Fixed value is too short error when executing toType(...) functions (toDate, toUInt32, etc) with argument of type Nullable(String). Now such functions return NULL on parsing errors instead of throwing exception. Fixes #7673. #18445 (tavplubix).
Fix the unexpected behaviour of SHOW TABLES. #18431 (fastio).
Fix -SimpleState combinator generates incompatible arugment type and return type. #18404 (Amos Bird).
Fix possible race condition in concurrent usage of Set or Join tables and selects from system.tables. #18385 (alexey-milovidov).
Fix possible crashes in aggregate functions with combinator Distinct, while using two-level aggregation. Fixes #17682. #18365 (Anton Popov).
Fixed issue when clickhouse-odbc-bridge process is unreachable by server on machines with dual IPv4/IPv6 stack; Fixed issue when ODBC dictionary updates are performed using malformed queries and/or cause crashes of the odbc-bridge process; Possibly closes #14489. #18278 (Denis Glazachev).
Access control: SELECT count() FROM table now can be executed if the user has access to at least single column from a table. This PR fixes #10639. #18233 (Vitaly Baranov).
Access control: SELECT JOIN now requires the SELECT privilege on each of the joined tables. This PR fixes #17654. #18232 (Vitaly Baranov).
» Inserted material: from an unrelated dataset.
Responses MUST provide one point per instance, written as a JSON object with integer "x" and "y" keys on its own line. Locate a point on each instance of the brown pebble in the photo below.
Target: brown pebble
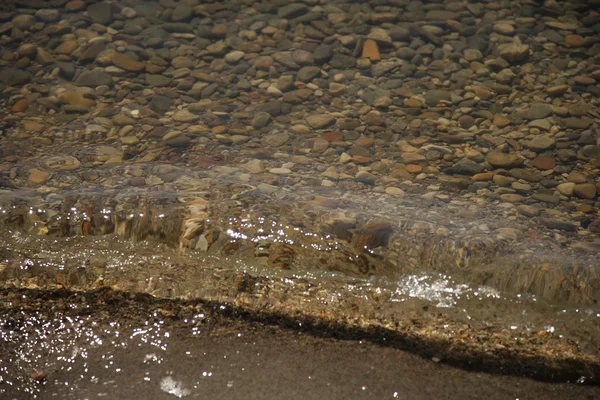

Generate build id when ClickHouse is linked with lld. It's appeared that lld does not generate it by default on my machine. Build id is used for crash reports and introspection. #18808 (alexey-milovidov).
Add a library that replaces some libc functions to traps that will terminate the process. #16366 (alexey-milovidov).
Provide diagnostics in server logs in case of stack overflow, send error message to clickhouse-client. This closes #14840. #16346 (alexey-milovidov).
Now we can run almost all stateless functional tests in parallel. #15236 (alesapin).
Fix corruption in librdkafka snappy decompression (was a problem only for gcc10 builds, but official builds uses clang already, so at least recent official releases are not affected). #18053 (Azat Khuzhin).